A urgência de uma estratégia nacional estruturada para transformar o país em um protagonista da revolução quântica global.

 

Introdução

A Organização das Nações Unidas (ONU) declarou 2025 como o Ano da Ciência e das Tecnologias Quânticas, em celebração ao centenário de um artigo científico revolucionário do físico alemão Werner Heisenberg. Publicado em 1925, este trabalho deu início a uma nova era na mecânica quântica, cujos efeitos moldaram e continuam influenciando a ciência e a tecnologia até hoje. O objetivo do Ano da Quântica é aumentar a conscientização entre o público e os tomadores de decisão sobre os impactos científicos, tecnológicos, culturais, éticos e socioeconômicos que a atual revolução quântica pode trazer em um futuro próximo. Neste artigo, exploraremos as fascinantes facetas da ciência quântica e os seus desafios.

 

A Primeira Revolução Quântica

No início do século 20, à medida que os cientistas se aprofundavam no mundo microscópico da matéria, ficou evidente que as teorias físicas vigentes eram inadequadas para descrever o que era observado. Em 1900, o físico alemão Max Planck fez uma descoberta que mudaria a história da ciência: a radiação emitida por corpos aquecidos só podia ser explicada se a troca de energia entre matéria e luz ocorresse em pacotes discretos, denominados “quanta”. Apesar de inicialmente considerar essa ideia um “ato de desespero”, Planck havia semeado o conceito central que daria origem à mecânica quântica, a teoria física mais precisa e bem-sucedida já desenvolvida. (Figura 1)


Figura 1. Físico alemão Max Planck mudou história da ciência com a descoberta da lei que rege a chamada radiação de corpo negro o primeiro passo no desenvolvimento da teoria quântica.
(Fonte: German Federal Archive/ Wikimedia. Reprodução)

 

A mecânica quântica permite prever e explicar as propriedades de partículas fundamentais, como elétrons e fótons, e o comportamento de átomos, moléculas e materiais. Além disso, ela desempenha um papel crucial no estudo de fenômenos astrofísicos, como a estrutura das estrelas, buracos negros e até mesmo a origem e evolução do universo.

No campo tecnológico, as aplicações da mecânica quântica mudaram o mundo.
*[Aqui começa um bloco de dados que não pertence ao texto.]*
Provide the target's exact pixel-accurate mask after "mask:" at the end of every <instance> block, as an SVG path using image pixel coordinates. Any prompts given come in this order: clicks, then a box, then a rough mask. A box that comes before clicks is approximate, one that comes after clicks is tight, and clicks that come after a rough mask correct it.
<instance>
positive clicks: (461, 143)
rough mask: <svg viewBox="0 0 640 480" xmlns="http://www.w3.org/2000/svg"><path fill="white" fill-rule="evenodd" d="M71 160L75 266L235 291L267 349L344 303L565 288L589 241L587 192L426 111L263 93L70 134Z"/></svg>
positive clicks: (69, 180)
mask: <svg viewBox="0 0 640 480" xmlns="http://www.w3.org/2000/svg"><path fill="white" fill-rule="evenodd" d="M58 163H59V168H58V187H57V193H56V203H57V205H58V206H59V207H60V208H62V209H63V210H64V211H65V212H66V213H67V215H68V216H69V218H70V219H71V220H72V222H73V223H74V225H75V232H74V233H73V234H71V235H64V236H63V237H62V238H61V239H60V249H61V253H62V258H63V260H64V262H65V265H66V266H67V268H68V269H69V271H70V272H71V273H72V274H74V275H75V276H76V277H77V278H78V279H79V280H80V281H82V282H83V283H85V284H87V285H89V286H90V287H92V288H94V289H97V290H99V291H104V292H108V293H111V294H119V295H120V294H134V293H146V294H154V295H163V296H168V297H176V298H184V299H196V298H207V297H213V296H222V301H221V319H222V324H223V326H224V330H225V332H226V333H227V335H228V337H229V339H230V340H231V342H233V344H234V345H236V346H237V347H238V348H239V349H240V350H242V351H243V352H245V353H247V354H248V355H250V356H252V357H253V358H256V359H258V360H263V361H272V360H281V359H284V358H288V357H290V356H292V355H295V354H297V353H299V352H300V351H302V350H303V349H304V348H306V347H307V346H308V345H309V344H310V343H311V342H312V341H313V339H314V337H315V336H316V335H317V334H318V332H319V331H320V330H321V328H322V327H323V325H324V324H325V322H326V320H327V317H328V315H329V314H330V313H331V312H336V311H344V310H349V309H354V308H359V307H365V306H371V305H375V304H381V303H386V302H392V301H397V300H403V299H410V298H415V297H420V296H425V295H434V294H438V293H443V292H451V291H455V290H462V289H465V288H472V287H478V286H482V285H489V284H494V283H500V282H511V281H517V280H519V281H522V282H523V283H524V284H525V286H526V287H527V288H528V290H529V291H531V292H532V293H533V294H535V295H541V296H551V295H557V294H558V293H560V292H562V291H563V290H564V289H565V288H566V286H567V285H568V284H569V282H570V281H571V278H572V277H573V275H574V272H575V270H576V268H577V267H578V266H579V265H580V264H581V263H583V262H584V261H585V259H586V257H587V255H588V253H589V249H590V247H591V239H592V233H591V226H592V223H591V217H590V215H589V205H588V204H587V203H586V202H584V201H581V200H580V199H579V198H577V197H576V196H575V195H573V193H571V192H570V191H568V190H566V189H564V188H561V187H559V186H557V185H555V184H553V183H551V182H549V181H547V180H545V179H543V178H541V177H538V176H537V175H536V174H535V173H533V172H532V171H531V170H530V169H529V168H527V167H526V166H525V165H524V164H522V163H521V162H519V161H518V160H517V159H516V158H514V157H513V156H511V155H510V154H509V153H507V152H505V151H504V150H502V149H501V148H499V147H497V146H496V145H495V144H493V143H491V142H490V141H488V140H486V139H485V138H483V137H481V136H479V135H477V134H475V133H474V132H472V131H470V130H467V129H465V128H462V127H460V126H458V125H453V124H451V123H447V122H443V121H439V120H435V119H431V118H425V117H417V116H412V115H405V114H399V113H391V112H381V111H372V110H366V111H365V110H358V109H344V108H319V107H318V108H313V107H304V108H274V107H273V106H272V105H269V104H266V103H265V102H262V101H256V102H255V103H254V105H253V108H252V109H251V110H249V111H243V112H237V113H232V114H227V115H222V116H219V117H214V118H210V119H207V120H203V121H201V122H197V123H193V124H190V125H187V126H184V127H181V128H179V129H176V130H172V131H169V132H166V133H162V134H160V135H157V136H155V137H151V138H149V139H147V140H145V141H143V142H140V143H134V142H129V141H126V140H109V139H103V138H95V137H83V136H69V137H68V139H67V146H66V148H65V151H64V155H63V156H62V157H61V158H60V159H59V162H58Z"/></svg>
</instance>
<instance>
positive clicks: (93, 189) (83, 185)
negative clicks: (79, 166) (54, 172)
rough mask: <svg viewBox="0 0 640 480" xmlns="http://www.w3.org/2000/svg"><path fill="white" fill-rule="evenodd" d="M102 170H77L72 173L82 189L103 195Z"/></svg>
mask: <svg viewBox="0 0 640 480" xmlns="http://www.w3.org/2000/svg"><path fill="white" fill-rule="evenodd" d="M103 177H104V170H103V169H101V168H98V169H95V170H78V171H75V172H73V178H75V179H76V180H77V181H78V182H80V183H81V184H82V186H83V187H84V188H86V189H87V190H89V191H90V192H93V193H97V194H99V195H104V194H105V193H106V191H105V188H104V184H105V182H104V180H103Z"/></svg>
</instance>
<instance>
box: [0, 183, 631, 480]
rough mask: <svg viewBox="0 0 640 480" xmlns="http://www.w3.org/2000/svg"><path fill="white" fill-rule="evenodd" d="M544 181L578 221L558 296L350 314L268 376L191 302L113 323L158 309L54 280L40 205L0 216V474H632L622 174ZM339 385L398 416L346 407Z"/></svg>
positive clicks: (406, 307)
Tecnologias como transistores e lasers impulsionaram a era da informação, permitindo o desenvolvimento de computadores, smartphones e redes de comunicação modernas. Uma estimativa de uma década atrás sugeriu que invenções baseadas na teoria quântica representavam entre 30% e 35% do PIB dos Estados Unidos — um número que certamente é ainda maior hoje. Essa transformação abrangente na ciência e na tecnologia ao longo do século 20 ficou conhecida como a “primeira revolução quântica”.

 

A Segunda Revolução Quântica

Atualmente, estamos presenciando o desdobramento da chamada “segunda revolução quântica”. Enquanto a primeira revolução possibilitou dispositivos regidos pelas leis da mecânica quântica, o processamento de informação nestes dispositivos permaneceu clássico, com cálculos baseados em sequências de bits (0s e 1s). Essencialmente, o hardware tornou-se parcialmente quântico, mas o software permaneceu tradicional.

 

“Diversos países identificaram a ciência e a tecnologia quântica como áreas estratégicas e cruciais para a soberania nacional.”

 

Com o advento da ciência e tecnologia quânticas modernas, tanto o hardware quanto o software passaram a explorar as propriedades quânticas da informação. Conceitos como superposição, emaranhamento e teleporte quântico, antes restritos à ficção científica ou a experimentos imaginários, começaram a ser implementados em laboratórios de universidades, startups e grandes empresas de tecnologia ao redor do mundo.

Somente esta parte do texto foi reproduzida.